Quinta-feira, 28 Março

«The Sound Before The Fury» por João Miranda

Attica foi um acontecimento marcante na história dos Estados Unidos. Se muitos de nós só ouviram falar dele pelos gritos de Pacino em Dog Day Afternoon (Um Dia de Cão), outros já terão ouvido pelo título do álbum e da canção Attica Blues de ,Archie Shepp. Em The Sound Before The Fury, título retirado de uma das várias comunicações efetuadas pelos presos de Attica durante o motim, junta-se a recriação desse álbum no seu quadragésimo aniversário com o recontar do que se passou nesses dias em que os prisioneiros ocuparam a prisão e do seu fim brutal.

Documentário de formato clássico, The Sound Before The Fury usa com cuidado o material de arquivo, sobrepondo às várias sessões que anteciparam o concerto de celebração do aniversário de Attica Blues, cartas e comunicações dos próprios presos, alguns testemunhos e imagens dos media.
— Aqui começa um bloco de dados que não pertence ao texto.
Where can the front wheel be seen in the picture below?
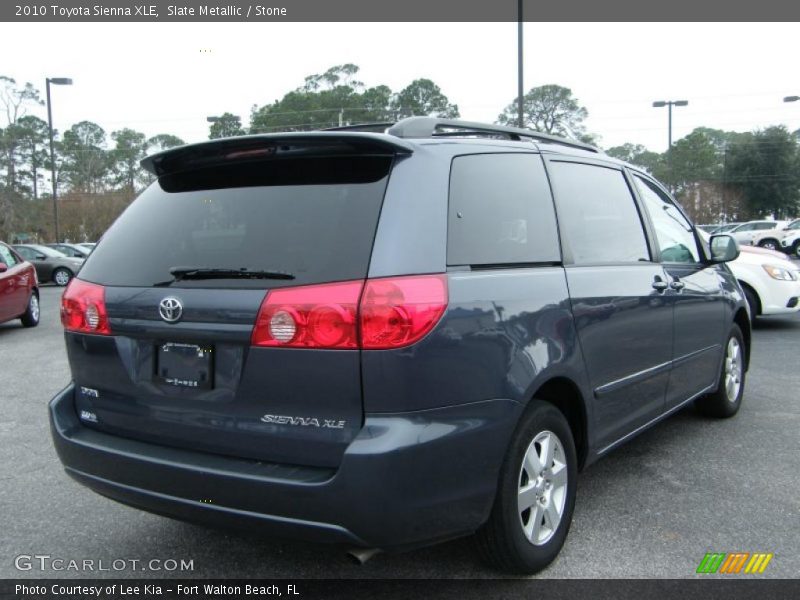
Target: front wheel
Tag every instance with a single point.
(535, 498)
(726, 400)
(31, 316)
(62, 276)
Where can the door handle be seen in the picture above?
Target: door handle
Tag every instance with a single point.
(659, 285)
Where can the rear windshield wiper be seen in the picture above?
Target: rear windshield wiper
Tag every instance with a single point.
(186, 273)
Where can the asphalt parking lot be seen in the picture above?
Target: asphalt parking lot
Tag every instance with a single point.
(652, 508)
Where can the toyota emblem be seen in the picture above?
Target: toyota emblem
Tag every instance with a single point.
(170, 309)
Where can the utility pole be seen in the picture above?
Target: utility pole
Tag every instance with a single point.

Podendo chamar-se competente, o filme falha em algo básico: as condições a que estavam sujeitos os presos em 1971 e que levaram ao motim, estão agora replicadas ou mesmo potenciadas, a um nível que nunca se imaginou possível. Qualquer estudo sobre o sistema prisional dos Estados Unidos mostra os problemas criados pela sua privatização e a institucionalização de novas formas de escravatura, bem como infracções óbvias aos direitos humanos. Ao reduzir-se ao passado e à música, este filme acaba por servir mal o Cinema e a sociedade em que foi feito. Bem sei, pode argumentar-se que nem sempre o cinema quer ser mais do que o pequeno tema em que se foca, mas se é mesmo assim, porquê fazer sequer um filme sobre Attica? Porquê falar da exploração e dos erros do passado e recusar uma ligação à actualidade? Há aqui uma leitura ideológica que se pode fazer, onde a falta de ambição dos realizadores parece ser, mais do que insuficiente, política. Talvez não seja consciente da sua parte, mas está lá. A vontade de evitar temas mais complexos ou mesmo a incapacidade de os reconhecer e/ou explorar acaba por mostrar o contexto sócio-político dos realizadores. Uma oportunidade perdida.

Quanto à descrição dos acontecimentos em Attica, uma leitura do artigo na Wikipédia mostra-se mais esclarecedora; quanto à música de Archie Shepp, vale sempre a pena.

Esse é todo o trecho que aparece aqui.